Cycle (A) Ash Wednesday

Joel 2:12-18; 2 Cor 5:20-6:2; Mt 6:1-6, 16-18

To help us understand   the significance of lent the Church makes use of a sign, the sign of ashes. Ashe is blessed and imposed on the forehead of each one of us.

Ash is an object of daily contact.  Every one, young or old, come in contact with ash or dust, and everyone knows that it is one of the things of least importance. So the church reminds its members that we are created from Ash and we have to return to ash. In this short span of life the physical body that is the composition hash has been glorified, and made prominent by the presence of the spirit that gives the life breath to the body. So the season of lent reminds us to subdue the desires of the flesh to the demands of the spirit.

Ash is used as a symbol to remind us of our weakness. There have been leaders who wielded enormous power, but only for a short span of life. Then they had to submit to the natural course of death and disintegration. TenzingNorgay conquered the highest peak, the Himalayas. But when his turn arrived he was conquered by death. Alexander the Great conquered the ends of the then known world. But when his turn came, he had to submit to the unconquerable enemy, death. Sir Ronald Ross conquered, but when his turn came he was conquered by the great enemy, death. All of them returned to dust and decay. So, ash reminds us today that we are week human beings who are granted a short life on this earth.

Realizing this inevitable reality the church places its demands on us: “turn away from sin and believe in the Gospel.” The sign of turning away from sin is indulging in good work. To the Jew the three great cardinal works of religious life were, alms giving, prayer and fasting.  In the season of lent the church wants us too to practice these virtue.

It is a strange fact that these three great cardinal good works are done from wrong motives. So Jesus warned his audience, when these things were done with the sole intention of bringing glory to the doer their value was lost.
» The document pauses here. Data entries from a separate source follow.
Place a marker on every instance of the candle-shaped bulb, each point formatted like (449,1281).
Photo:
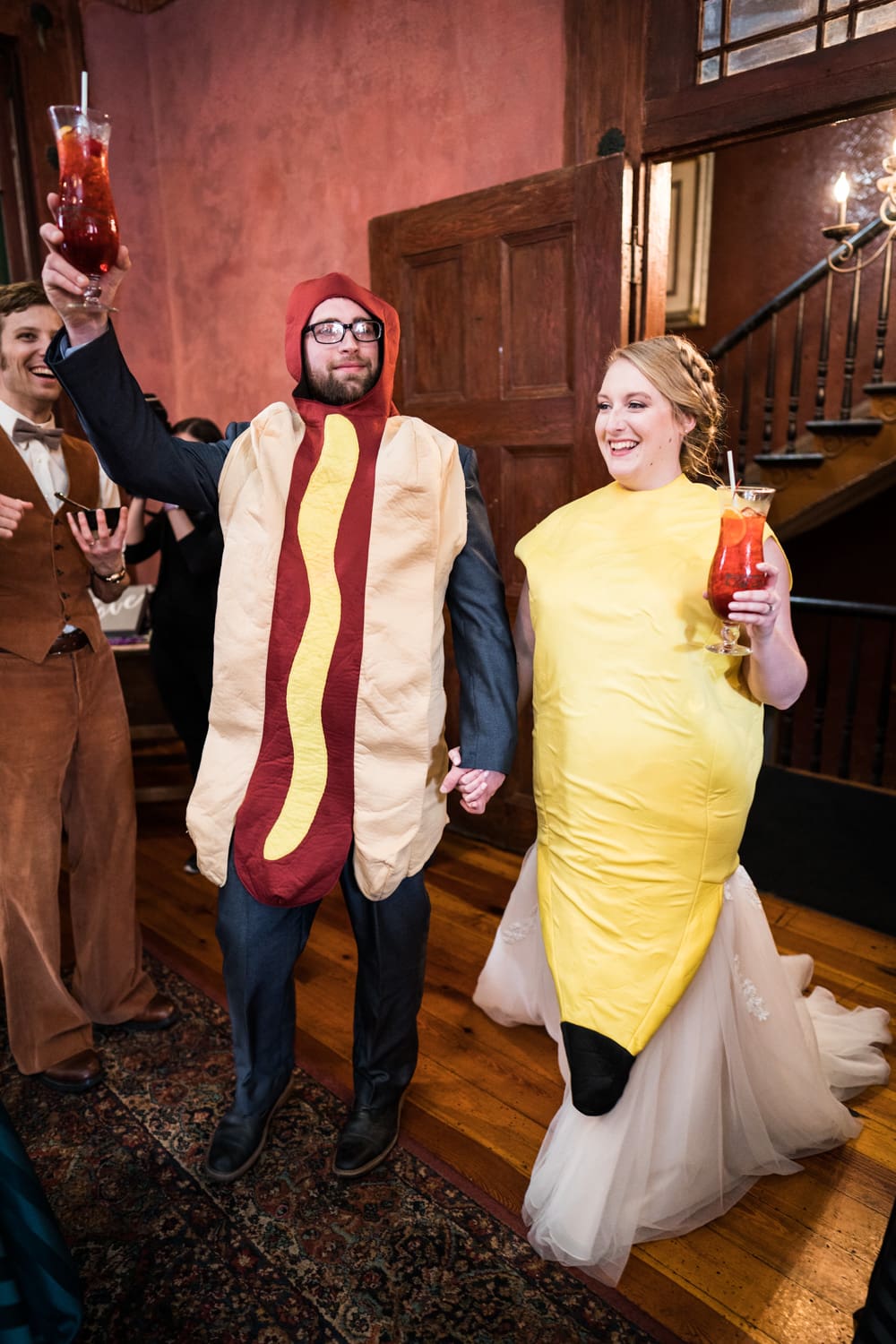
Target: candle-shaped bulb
(841,194)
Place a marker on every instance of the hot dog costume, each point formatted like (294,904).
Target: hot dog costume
(346,532)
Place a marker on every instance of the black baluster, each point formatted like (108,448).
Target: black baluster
(785,738)
(743,430)
(883,711)
(849,357)
(769,405)
(821,703)
(852,699)
(823,349)
(883,314)
(796,375)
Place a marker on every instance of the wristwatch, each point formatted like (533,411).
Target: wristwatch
(113,578)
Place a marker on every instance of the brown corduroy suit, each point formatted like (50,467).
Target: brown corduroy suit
(65,761)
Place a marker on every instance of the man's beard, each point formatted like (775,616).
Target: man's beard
(338,392)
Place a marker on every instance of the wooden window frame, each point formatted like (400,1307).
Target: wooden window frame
(848,80)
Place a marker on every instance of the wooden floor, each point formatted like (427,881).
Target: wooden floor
(788,1265)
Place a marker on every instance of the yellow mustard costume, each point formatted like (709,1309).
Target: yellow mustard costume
(646,752)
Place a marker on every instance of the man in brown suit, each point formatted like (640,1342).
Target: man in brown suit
(65,752)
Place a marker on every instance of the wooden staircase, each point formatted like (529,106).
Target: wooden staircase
(836,465)
(783,375)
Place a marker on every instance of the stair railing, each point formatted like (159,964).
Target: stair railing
(759,401)
(844,725)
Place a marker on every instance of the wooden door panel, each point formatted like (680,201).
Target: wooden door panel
(511,300)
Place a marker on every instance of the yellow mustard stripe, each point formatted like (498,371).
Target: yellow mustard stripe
(319,518)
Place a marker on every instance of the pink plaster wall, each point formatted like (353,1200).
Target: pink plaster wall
(236,174)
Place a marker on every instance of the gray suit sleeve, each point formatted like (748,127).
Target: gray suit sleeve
(129,438)
(482,644)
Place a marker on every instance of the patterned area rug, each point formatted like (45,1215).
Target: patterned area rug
(289,1253)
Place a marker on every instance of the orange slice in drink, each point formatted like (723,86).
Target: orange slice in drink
(734,526)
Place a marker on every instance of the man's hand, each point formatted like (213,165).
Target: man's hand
(476,787)
(105,550)
(11,513)
(64,282)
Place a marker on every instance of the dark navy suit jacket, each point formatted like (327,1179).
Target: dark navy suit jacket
(137,453)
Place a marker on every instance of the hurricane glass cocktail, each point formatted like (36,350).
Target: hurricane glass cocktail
(735,566)
(86,212)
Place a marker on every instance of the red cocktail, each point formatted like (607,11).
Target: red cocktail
(86,211)
(735,566)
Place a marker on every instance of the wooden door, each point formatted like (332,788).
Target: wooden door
(511,300)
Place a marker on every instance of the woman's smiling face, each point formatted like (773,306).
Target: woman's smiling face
(638,429)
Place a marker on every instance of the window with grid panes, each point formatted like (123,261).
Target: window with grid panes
(737,35)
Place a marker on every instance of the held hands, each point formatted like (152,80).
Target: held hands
(105,550)
(64,282)
(11,513)
(476,787)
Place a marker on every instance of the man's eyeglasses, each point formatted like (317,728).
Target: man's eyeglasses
(331,333)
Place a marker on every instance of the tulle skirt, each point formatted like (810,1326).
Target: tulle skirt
(745,1077)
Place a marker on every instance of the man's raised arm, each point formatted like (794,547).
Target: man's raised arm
(129,438)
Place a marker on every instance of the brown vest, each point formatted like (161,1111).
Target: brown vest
(45,580)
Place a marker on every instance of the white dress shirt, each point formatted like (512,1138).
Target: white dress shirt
(48,467)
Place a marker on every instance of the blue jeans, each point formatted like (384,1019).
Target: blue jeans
(261,945)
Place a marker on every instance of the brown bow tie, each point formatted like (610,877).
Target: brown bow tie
(23,432)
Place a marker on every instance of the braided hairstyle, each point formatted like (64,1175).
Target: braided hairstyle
(685,378)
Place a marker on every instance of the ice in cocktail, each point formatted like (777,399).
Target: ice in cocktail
(86,212)
(735,566)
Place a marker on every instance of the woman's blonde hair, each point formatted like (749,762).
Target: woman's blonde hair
(685,378)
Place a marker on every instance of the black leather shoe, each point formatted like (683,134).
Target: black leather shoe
(239,1142)
(368,1136)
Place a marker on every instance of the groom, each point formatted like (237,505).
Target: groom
(347,529)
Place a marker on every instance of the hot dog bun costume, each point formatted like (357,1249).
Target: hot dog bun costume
(646,753)
(341,526)
(659,953)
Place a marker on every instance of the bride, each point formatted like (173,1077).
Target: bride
(692,1062)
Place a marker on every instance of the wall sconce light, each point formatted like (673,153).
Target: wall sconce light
(845,257)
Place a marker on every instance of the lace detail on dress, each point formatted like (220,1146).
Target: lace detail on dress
(520,929)
(750,892)
(754,1000)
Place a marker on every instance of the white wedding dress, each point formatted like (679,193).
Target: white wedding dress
(745,1077)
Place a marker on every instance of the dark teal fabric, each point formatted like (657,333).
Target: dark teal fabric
(39,1289)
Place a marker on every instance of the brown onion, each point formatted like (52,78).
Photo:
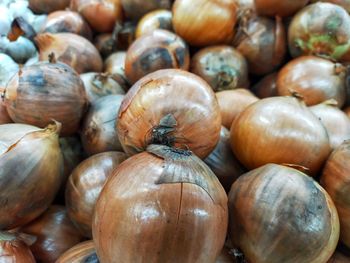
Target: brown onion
(222,67)
(278,214)
(71,49)
(44,91)
(31,165)
(68,22)
(84,186)
(205,22)
(161,205)
(149,113)
(315,79)
(280,130)
(262,41)
(55,234)
(159,49)
(81,253)
(232,103)
(98,133)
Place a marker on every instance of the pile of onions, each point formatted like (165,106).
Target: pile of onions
(278,214)
(164,192)
(149,114)
(280,130)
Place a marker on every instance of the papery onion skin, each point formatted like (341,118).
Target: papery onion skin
(44,92)
(222,67)
(157,50)
(98,133)
(84,186)
(315,79)
(278,214)
(71,49)
(280,130)
(31,172)
(191,221)
(321,29)
(149,114)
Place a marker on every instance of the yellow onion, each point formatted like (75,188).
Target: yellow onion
(205,22)
(280,130)
(278,214)
(31,172)
(71,49)
(163,205)
(149,114)
(84,186)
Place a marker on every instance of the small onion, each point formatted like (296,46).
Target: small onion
(71,49)
(163,205)
(55,234)
(280,130)
(315,79)
(149,114)
(159,49)
(222,67)
(84,186)
(98,133)
(278,214)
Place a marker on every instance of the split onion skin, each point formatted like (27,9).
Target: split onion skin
(148,110)
(280,130)
(278,214)
(84,186)
(315,79)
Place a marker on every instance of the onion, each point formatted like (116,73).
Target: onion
(321,29)
(222,67)
(262,41)
(232,103)
(84,187)
(278,214)
(55,234)
(315,79)
(46,91)
(158,19)
(280,130)
(71,49)
(67,21)
(98,133)
(81,253)
(166,205)
(159,49)
(205,22)
(149,113)
(31,165)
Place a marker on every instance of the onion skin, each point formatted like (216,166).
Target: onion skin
(315,79)
(280,130)
(321,29)
(222,67)
(303,224)
(157,50)
(98,133)
(85,185)
(81,253)
(45,91)
(71,49)
(55,234)
(165,192)
(232,103)
(32,156)
(205,22)
(149,114)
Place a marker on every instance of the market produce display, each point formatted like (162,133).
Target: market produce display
(175,131)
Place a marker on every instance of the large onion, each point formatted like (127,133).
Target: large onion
(166,206)
(150,114)
(278,214)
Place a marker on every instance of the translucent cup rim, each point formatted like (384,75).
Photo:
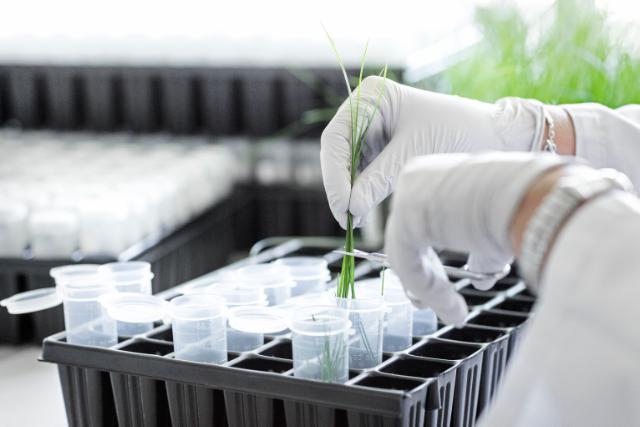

A man may give arms just to demonstrate his generosity. A man may pray just to make an impression on his fellow men. His praying may simply be an attempt to demonstrate his exceptional piety. A man may fast, not really to humble himself in the sight of God, but to show the world what a splendid self-disciplined character he has. A man may practise good works simply to win praise from men. Then they already had their reward from men, and he does not leave to God a chance to reward him.

There was a rabbinic saying, “Greater is he who gives alms than he who offers all sacrifices.” But often we are tempted to make a show of our generosity.  J. J. Westein quotes an eastern custom from the ancient days. “In the east water is so scarce that sometimes it had to be bought. When a man wanted to do a good act, he went to the water-carriers and instructed him: ‘Give the thirsty a drink.’ When the water carrier gave water to the thirsty, the man stood near him and asked,” Bless me, who gave you this drink.” Jesus teaches that he had already enjoyed his reward. Our works of charity must be done in secret. So that God who sees our work will reward us. Johnson, in his own days of poverty, went on slipping pennies into the hands of the waifs and strays that were sleeping in the doorways because they had nowhere else to go. Once Jonson was asked how he could have bear to have his house filled with necessitous and undeserving people. Johnson answered: “If I did not assist them no one else would, and they must not be lost for want.” Here we see real giving. A giving that flows from the heart. A giving that is the fruit selflessness. This is what the church demands us in the season of lent.

Secondly, the season of lent reminds us practice the habit of fasting. To this day in the East fasting is an essential part of religious life.  In many cases fasting was a preparation for revelation. Moses fasted for forty days and forty nights before he received the revelation on the Mount Sinai. Daniel fasted as he awaited God’s word. Jesus Himself fasted as he received the ordeal of temptation. St Francis spent days in fast as he waited for the revelation of God. When the body is most disciplined, the mental spiritual faculties become most alert. Fasting is good for self-discipline, and it preserves from becoming the slaves of habit. Above all fasting helps us understand the plight of the needy, and to appreciate things all the more. But fasting has gone completely out of the practice of the contemporary man. We should practice it in our own way. And the reason for it is:

“So that earth’s bliss may be our guide,
And not our chain.”

Thirdly, the season of lent reminds us to spend time in prayer.  One of the loveliest rabbinic says is, “He who prays within his house surrounds it with a wall that is stronger than iron.” Jesus emphasized the importance of prayer in His teaching and by His example. In fact, Jesus laid down two great rules for prayer. All prayer must be offered to God, and we must always remember that the God to whom we pray is a God of love, who is ready to answer.

As Lent is a time to go back to god, let us join with our brothers and sisters in almsgiving, fasting and prayer. May God bless our efforts.